Technologies for computer networks have advanced at a fast rate to accommodate the needs for efficient and reliable communication. Designs for computer networks are now becoming complex both in hardware and software. To reduce complexity, most computer networks are organized as a series of layers or protocols, each one built upon the one below it. The function of each layer is to provide certain services to the higher layers, shielding those layers from the specific and detailed implementation of these services.
A network architecture typically follows some reference model to maintain universality and standardization. Examples of important reference models include the broadband Integrated Services Digital Network (B-ISDN) Asynchronous Transfer Mode (ATM), the Open System Interconnection (OSI), and the Transmission Control Protocol/Internet Protocol (TCP/IP) reference models. In general, a network architecture has the following layers: application, transport, network, data link, and physical. In these layers, the actual data transmission takes place in the physical layer.
For ATM communications systems, the Universal Test and Operations PHY Interface for ATM (UTOPIA) parallel data interface is an industry standard for communications between an upper ATM layer module and a Physical Layer (PHY) module. Thus, vendors providing particular physical layer transceivers often include the PHY layer UTOPIA interface as part of their chipset functionality. In its most compact form, the minimum number of lines connecting to the ATM layer is 8 control and clock lines plus the number of data bus lines (8 or 16) with a bi-directional data bus at the ATM layer. Thus, for a UTOPIA interface with an 8-bit wide data bus, the minimum number of electrical pin connections between the PHY and ATM layer is 16.
Embedded systems for telecommunications often incorporate processors with an on-board or on-chip Communications Processor Module (CPM) with flexible capabilities including ATM functionality. Some CPMs include UTOPIA interface functionality while others do not. Most provide pins that perform different functions, depending on how the user assigns them. When a pin is assigned for one function, its other functions are not available. Thus, for a UTOPIA-capable CPM, when its pins are used in UTOPIA mode, the designer waives other functionality otherwise available on those pins. Given the number of pins consumed by the UTOPIA interface, this functionality loss can be significant. In a design in which the CPM does not include a UTOPIA interface, or one in which its UTOPIA interface is not used in order to preserve other functionality, a different means is necessary to connect it to the UTOPIA PHY.
Many CPMs include one or more serial communications controllers (SCC). A SCC might be programmed for time slot assigner (TSA) mode, in which case it is used as a TDM (Time Division Multiplexed) bus. Typically, a TDM bus requires only six pins, three for transmit and three for receive. Thus, a TDM bus interface requires significantly fewer pins than a UTOPIA interface.
A method and apparatus are described for interfacing between a physical layer (PHY) interface and a bus.
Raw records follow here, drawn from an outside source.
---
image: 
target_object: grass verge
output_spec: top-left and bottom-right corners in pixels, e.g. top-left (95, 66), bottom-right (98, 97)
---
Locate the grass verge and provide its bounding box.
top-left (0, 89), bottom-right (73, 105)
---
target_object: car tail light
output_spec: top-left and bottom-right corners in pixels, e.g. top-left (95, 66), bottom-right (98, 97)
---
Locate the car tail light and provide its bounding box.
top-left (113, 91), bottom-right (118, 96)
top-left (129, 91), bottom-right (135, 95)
For the receiver side, the method comprises (a) receiving a downstream (DS) clock signal from a physical layer transceiver, (b) receiving a first plurality of PHY interface receiver signals from the PHY interface, and (c) generating bus receiver signals to the bus and a second plurality of PHY interface receiver signals to the PHY interface using the DS clock signal and the first plurality of PHY interface receiver signals.
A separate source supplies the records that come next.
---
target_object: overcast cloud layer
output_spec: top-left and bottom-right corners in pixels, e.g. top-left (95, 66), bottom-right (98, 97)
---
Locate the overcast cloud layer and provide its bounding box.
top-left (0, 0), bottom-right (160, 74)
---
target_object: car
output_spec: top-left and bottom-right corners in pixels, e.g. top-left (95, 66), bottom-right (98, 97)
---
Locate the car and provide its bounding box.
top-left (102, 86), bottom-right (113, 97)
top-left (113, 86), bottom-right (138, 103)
For the transmitter side, the method comprises (a) receiving an upstream (US) clock signal from a physical layer transceiver, (b) receiving a first plurality of bus transmitter signals from the bus and a first plurality of PHY transmitter signals from the PHY interface, and (c) generating a second plurality of bus transmitter signals to the bus and a second plurality of PHY transmitter signals to the physical interface using the US clock signal, the one or more PHY transmitter signals and the one or more bus transmitter signals.
Other features and advantages of the invention will be apparent from the detailed description and drawings provided herein.